Australian State Premier Challenges Catholic Priests’ ‘Seal of Confession’

Catholic faithful
FEDERICO PARRA/AFP/Getty

The premier of the Australian state of New South Wales State has initiated a national discussion on the inviolability of the Catholic “seal of confession” following a Royal Commission recommendation that priests be required to divulge any sexual abuse of children heard in the confessional.

Premier Gladys Berejiklian said the matter of the seal of confession needed to be handled at the national level, asserting that it goes “beyond the boundaries of any one state.”

It is a complex issue, she said, that needs “to be balanced with what people believe to be religious freedoms.”

“There is nothing more important than for a government to protect children,” she said.

The government of New South Wales is implementing a series of new laws targeting child abuse in answer to the final report of the Royal Commission into Institutional Responses to Child Sexual Abuse released last year.

The commission, which was set up in 2013, issued several recommendations concerning the Catholic Church last year, including obliging priests to report any sexual abuse of children that is confessed in the Sacrament of Reconciliation.

The State Attorney General, Mark Speakman, said the law created new criminal offenses for those who fail to report abuse and protect vulnerable children.

“Our report laws will cover every adult, no matter what their occupation background.

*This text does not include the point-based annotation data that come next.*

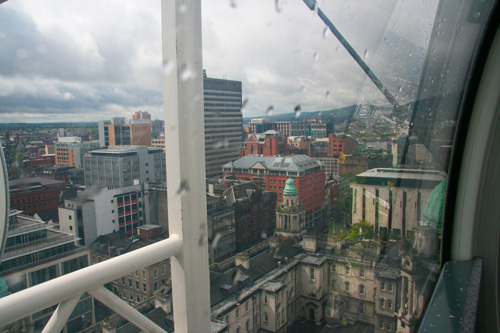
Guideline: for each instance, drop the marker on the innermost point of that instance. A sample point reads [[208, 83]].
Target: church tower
[[290, 213]]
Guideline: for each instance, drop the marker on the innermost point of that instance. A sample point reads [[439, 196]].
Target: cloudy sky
[[89, 60]]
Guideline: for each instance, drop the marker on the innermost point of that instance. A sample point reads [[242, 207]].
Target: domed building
[[290, 213]]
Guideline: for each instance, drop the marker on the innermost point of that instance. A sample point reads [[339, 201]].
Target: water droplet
[[223, 143], [269, 111], [42, 49], [22, 54], [243, 106], [278, 5], [298, 108], [184, 188], [216, 240], [236, 276], [186, 73], [325, 32], [168, 66]]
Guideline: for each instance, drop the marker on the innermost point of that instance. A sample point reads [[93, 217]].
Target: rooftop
[[297, 163]]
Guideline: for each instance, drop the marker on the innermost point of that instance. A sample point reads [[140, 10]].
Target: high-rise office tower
[[223, 123], [121, 166]]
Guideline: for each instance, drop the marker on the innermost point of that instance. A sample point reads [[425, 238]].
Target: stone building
[[290, 213]]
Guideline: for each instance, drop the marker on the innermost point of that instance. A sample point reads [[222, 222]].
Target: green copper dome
[[434, 208], [290, 188], [4, 289]]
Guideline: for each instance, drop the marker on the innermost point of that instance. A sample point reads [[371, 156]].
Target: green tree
[[15, 172]]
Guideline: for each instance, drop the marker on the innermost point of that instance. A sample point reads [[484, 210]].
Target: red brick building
[[271, 173], [338, 144], [35, 195], [270, 143]]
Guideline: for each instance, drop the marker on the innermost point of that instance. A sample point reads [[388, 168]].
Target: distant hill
[[325, 115]]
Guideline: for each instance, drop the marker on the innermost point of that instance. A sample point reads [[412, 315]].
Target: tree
[[14, 172], [361, 230]]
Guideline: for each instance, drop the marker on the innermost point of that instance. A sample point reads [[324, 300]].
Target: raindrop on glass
[[168, 66], [278, 5], [244, 105], [22, 53], [298, 109], [216, 240], [186, 73], [42, 49], [269, 111], [184, 188], [223, 143]]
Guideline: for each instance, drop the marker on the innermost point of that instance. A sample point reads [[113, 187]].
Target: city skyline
[[60, 66]]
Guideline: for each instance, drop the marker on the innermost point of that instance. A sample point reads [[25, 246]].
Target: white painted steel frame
[[185, 152], [66, 287]]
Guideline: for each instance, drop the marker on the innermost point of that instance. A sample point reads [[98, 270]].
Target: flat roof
[[410, 174]]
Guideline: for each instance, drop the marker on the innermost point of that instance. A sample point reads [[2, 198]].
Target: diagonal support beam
[[61, 315], [122, 308]]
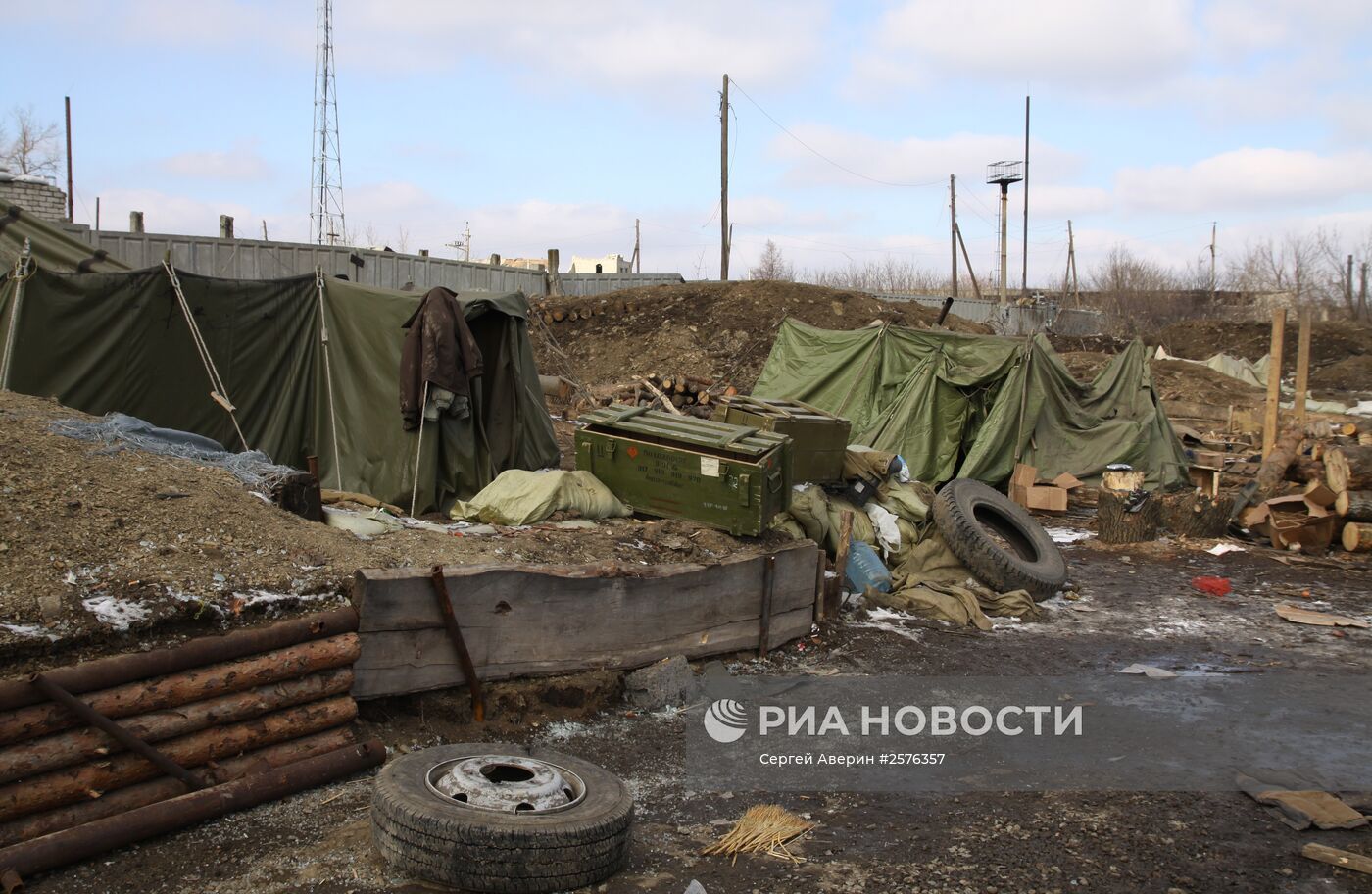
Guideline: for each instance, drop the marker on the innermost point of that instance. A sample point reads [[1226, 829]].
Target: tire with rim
[[998, 540], [428, 835]]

That includes priests,” Speakman said.

“However, there is a religious confession privilege in uniform legislation that applies to the majority of states and territories,” he continued.

The Catholic Church considers the “seal of confession” absolutely inviolable in all circumstances, and a priest who breaks the seal incurs automatic excommunication.

While the local Catholic Church offered no official response to the debate, Sydney Archbishop Anthony Fisher spoke about the importance of the seal of confession in his Easter Sunday homily, while noting that “powerful interests” seek to marginalize religious believers.

The seal of confession is “threatened today both by neglect and attack,” the archbishop said.

“But priests will, we know, suffer punishment, even martyrdom, rather than break the seal of Confession,” he said, while reminding the congregation that “no earthly authority may enter” the encounter between confessor and penitent.

Fisher said that religious liberty has to be defended anew by every generation, and never taken for granted.

“We cannot take the freedom to hold and practice our beliefs for granted, even here in Australia,” Fisher said.

“Powerful interests now seek to marginalise religious believers and beliefs, especially Christian ones, and exclude them from public life. They would end funding to faith-based schools, hospitals and welfare agencies, strip us of charitable status and protections, cast us as ‘Public Enemy No. 1,’” he said.